X, Y, and Z are sets with the cardinality of each set being l, m, and n, respectively with l < m < n. I'm trying to figure out how many possible 1-1 functions there are of the form of f∘g, with g: X → Y and f: Y → Z.
I know 1-1 (injective) essentially means that no two distinct elements in the domain map to the same element in the codomain.
For context this is for my discrete math class and we have most recently covered combinations and permutations. Any help is appreciated.
No harm in assuming, for now, that $X$ has the form $$ X = \{1, 2, \ldots, l\}. $$ To construct $g$, we need to pick from $Y$ a (yet unpicked) element.
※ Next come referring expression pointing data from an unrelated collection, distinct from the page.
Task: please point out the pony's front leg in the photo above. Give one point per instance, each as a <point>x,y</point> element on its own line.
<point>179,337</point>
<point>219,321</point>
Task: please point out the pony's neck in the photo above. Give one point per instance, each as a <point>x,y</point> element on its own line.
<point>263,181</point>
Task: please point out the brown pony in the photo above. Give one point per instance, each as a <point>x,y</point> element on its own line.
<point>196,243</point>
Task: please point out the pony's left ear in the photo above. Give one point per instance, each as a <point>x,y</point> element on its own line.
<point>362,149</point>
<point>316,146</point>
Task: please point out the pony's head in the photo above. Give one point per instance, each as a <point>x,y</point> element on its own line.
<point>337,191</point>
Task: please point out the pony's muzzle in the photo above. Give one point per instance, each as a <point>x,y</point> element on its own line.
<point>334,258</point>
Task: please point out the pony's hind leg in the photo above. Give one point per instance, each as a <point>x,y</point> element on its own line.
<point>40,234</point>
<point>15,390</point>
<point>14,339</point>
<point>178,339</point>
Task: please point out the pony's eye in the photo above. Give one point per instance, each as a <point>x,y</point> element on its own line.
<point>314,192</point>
There are: $m$ choices for $g(1)$, $(n-1)$ choices for $g(2)$, etc.. Therefore, the number of ways to construct $f$ is: $$ m \, (m-1) \, \ldots \, (m - l + 1) = {m! \over (m-l)!}. $$
Each such $g$, therefore, identifies the following $l$ elements in $Y$: $$ g(1), \; g(2), \; \ldots \;, \; g(l). $$ Let's put then in a set: $$ Y_{g} = \{ g(1), \; g(2), \; \ldots \;, \; g(l) \}. $$ Thus, $Y_{g}$ is a subset of $Y$.
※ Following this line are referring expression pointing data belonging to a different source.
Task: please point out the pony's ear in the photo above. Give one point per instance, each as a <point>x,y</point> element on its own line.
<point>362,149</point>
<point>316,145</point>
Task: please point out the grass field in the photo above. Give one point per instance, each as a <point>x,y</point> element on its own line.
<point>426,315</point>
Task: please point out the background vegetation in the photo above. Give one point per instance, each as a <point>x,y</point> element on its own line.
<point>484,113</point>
Next, how many choices of $f$ are there that are 1-to-1 on the subset $Y_{g}$? (We don't really care what $f$ does on the rest of $Y$.) To construct such an $f$, proceed in two phases: (i) count the ways to construct a 1-to-1 mapping from $Y_{g}$ to $Z$, then (ii) count the ways to construct an arbitrary mapping from $Y \setminus Y_{g}$ to $Z$.